Malgré les campagnes de prévention des autorités, à quelques pas de là, une dizaine d’enfants s’affairent devant les fours d’une briqueterie. Samuel assure avoir tout juste dix-huit ans et accepte de témoigner.

« En ce moment, les parents sont très pauvres, et ne peuvent pas nourrir leurs enfants. Si tu n’as pas mangé, est-ce que tu vas rester à la maison ? Qu’est-ce que tu vas y faire ? », demande Samuel. « Mais il faut dire qu’ici le travail est difficile, on peut transporter 50 à 100 briques. Donc c’est dur pour les enfants. De toute manière, ils ont peur d’être appréhendés par les autorités. Si vous avez trouvé des enfants ici, c’est que les autorités ne sont pas encore venues pour les chasser. Mais vous les avez bien vus, là… Ils sont en train de charger le camion. »

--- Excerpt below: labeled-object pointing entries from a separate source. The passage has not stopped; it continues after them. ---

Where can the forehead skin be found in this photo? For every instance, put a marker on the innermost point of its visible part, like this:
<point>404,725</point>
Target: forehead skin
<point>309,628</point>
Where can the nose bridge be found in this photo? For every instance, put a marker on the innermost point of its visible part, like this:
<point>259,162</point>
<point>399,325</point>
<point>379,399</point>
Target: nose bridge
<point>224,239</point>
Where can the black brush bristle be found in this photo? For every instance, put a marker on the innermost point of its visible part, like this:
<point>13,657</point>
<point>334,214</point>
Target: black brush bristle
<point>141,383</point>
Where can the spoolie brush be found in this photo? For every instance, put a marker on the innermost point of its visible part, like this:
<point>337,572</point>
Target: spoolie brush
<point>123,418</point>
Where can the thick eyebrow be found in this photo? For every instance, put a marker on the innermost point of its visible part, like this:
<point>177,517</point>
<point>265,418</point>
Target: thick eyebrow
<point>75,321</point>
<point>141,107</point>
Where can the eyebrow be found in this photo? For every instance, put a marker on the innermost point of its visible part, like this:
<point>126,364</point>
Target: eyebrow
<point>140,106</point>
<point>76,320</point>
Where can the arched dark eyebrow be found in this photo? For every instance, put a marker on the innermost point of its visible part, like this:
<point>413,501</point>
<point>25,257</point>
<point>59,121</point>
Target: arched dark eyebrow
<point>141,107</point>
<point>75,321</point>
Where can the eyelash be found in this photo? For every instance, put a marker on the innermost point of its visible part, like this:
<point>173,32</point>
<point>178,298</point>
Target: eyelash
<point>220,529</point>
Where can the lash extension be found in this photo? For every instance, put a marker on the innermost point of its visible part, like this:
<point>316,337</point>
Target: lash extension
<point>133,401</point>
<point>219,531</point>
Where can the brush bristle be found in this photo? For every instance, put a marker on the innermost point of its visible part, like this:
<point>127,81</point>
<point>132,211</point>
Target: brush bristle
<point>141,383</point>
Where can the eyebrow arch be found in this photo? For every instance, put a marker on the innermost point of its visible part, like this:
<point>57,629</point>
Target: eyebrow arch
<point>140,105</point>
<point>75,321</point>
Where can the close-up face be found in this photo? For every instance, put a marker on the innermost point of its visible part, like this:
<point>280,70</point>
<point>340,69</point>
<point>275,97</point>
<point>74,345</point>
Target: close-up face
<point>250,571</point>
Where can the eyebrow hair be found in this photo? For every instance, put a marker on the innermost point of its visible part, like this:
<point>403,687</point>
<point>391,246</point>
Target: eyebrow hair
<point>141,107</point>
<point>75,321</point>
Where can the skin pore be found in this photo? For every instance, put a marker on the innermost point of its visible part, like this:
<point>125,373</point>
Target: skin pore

Vers une baisse du taux de scolarisation

Avant la crise, le Rwanda avait un taux de scolarisation de 98,5 % dans le primaire, et 24,5 % dans le secondaire. Des chiffres qui risquent de baisser, selon Julianna Lindsey, représentante de l’Unicef dans le pays.

« Nous savons, sur la base d’autres situations comme lorsque le virus Ebola est arrivé en Afrique de l’Ouest, que lorsque les enfants ne vont pas à l’école pendant une longue période, ils sont moins nombreux à y retourner », explique Julianna Lindsey. Puis d’ajouter : « Nous savons aussi que cela augmente le nombre de grossesses adolescentes, et c’est quelque chose qui nous inquiète particulièrement au Rwanda. Et évidemment, ce sont les enfants les plus défavorisés qui ont le plus de chances de décrocher. »

D’après un rapport de l’Unicef datant d’avant la pandémie, 70 % des cas de décrochages scolaires au Rwanda sont dus au montant des frais de scolarité.